Un paio di anni dopo, Matej e Nataša invitano Dario Cortese, esperto di botanica che vive in Slovenia, a perlustrare la zona. Nel raggio di qualche chilometro monitorano oltre 70 piante commestibili, per cui con il comune di Vipava e quello di Slap, viene tracciato un piccolo sentiero di 400 metri che collega Majerija alla chiesa di Slap, passando per alcuni campi dove sono presenti pannelli illustrativi per raccontare le piante e suggerirne gli usi in cucina.

Negli anni questo ambizioso progetto riceve diversi premi, anche dall’Unesco, e arriva ad accogliere ospiti da tutto il mondo.
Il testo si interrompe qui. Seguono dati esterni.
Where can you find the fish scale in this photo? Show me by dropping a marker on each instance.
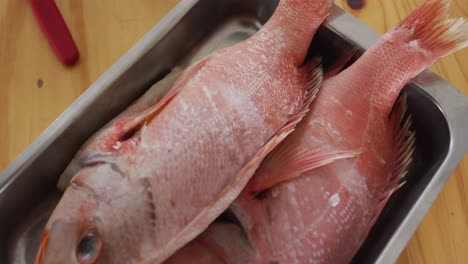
(340, 186)
(175, 170)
Si allarga anche la squadra, uno staff di dodici persone che comprende anche la figlia di Matej e Nataša, che nel frattempo ha portato avanti i suoi studi di enogastronomia. Se passate da quelle parti, potete visitare diversi produttori di vino di grande interesse (le vigne di Guerila si vedono dal sentiero delle erbe), magari con qualche consiglio di Matej.